Romain Gavras directs Athena
Romain Gavras has created a narrative that could be compared to a Greek tragedy, which is only enhanced by the building complex that bears the name of the goddess of wisdom, Athena. The manager told the irish time that he grew up on Greek tragedies, not Disney movies. Its defeatist story about violence and family is reinforced by every incredible shot, most of which seem like long sequences with barely a cut. These sequences force the audience to hold their breath in anticipation of what might happen, just so they can breathe for a second, that is, until the next sequence begins. This, combined with the handheld camera technique that is present for most of the film, makes the viewer feel like they are running through the building complex alongside these characters.

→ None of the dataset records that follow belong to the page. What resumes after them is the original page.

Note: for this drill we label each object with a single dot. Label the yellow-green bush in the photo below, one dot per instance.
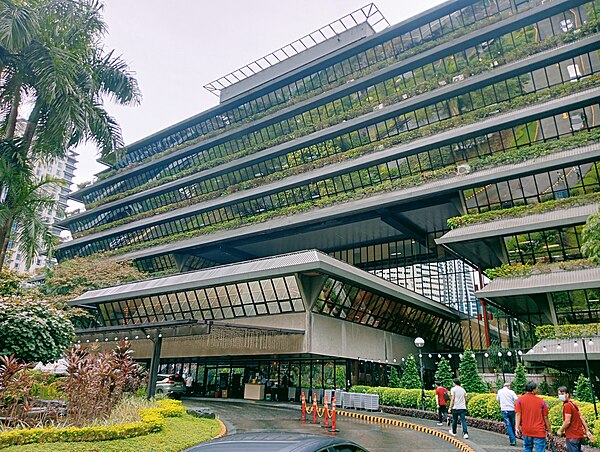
(153, 420)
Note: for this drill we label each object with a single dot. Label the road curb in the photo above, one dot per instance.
(431, 431)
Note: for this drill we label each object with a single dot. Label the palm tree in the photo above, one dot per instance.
(52, 62)
(20, 212)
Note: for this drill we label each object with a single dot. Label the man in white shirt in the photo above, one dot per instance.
(458, 407)
(507, 398)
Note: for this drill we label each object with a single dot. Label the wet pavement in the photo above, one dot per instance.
(247, 416)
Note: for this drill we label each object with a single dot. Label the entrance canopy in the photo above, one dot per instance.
(278, 293)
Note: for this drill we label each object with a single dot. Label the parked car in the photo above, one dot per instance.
(278, 442)
(172, 385)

Athena has a very clever use of cinematography. As night falls, flames, flares and smoke fill the screen against the dark backdrop of the sky, creating a mighty and beautiful world at war. Each decision really created the dark universe that the story is trying to convey. Gavras was able to reinforce every anger and sadness these characters feel by the way he shot the film. It is undoubtedly one of his finest works.
A human story
Initially, what first grabs the audience’s attention is the fast-paced story and the violence, but what holds it all together and really makes the film so great is the emotional rawness of the grief that lurks beneath every action of the main characters. The sense of family, loss, and hate that has come from being ignored and brutalized for far too long is conveyed incredibly well by the main cast’s superb acting.
Athena is above all a human story. The characters and their deeply-set goals of how to move forward after the loss of a brother are what give the film depth and elevate it beyond a normal thriller. The times when they are alone, when their grief becomes too hard to hide, is where the film connects with the audience. It was also fundamental that there is a policeman who has a family that serves to humanize the police, showing that everyone has a lot to lose, not just the protagonists.
Athena is a harrowing journey to watch and is the type of film that sticks with the viewer for some time after the movie ends. The audience doesn’t get long dialogues expressing how the characters feel, but that’s not necessary. Their bold and dangerous actions to seek some kind of relief are enough.
Athena is a necessary watch
Athena should get more recognition than it has so far. Not only is it beautiful to watch and the family drama involved is incredibly moving, but there are some very current themes that the film tackles. The main narrative of the film deals with xenophobia and religious bias (particularly by far-right groups) and the results of police brutality. And, in the case of Athenaa kid.
Be careful, even if these problems are the basis of the film, they are not explored in depth. They could be seen as a backstory that the filmmaker decided not to delve deep into the cause but the consequence. grave said The Guardian,“My favorite movies are the visual movies where you don’t get a message. You get emotions through the power of images.” It’s a perfect way to describe the political war that is Athena.
So if you’re looking for a fresh perspective on these issues, or a movie that dutifully discusses them and didactically tells you what to think, this isn’t it. Athena focuses on what happens when a group of people have had enough and decide to take matters into their own hands. It depicts the consequences of issues that audiences already have extensive knowledge of, as they are happening all over the world at an alarming rate.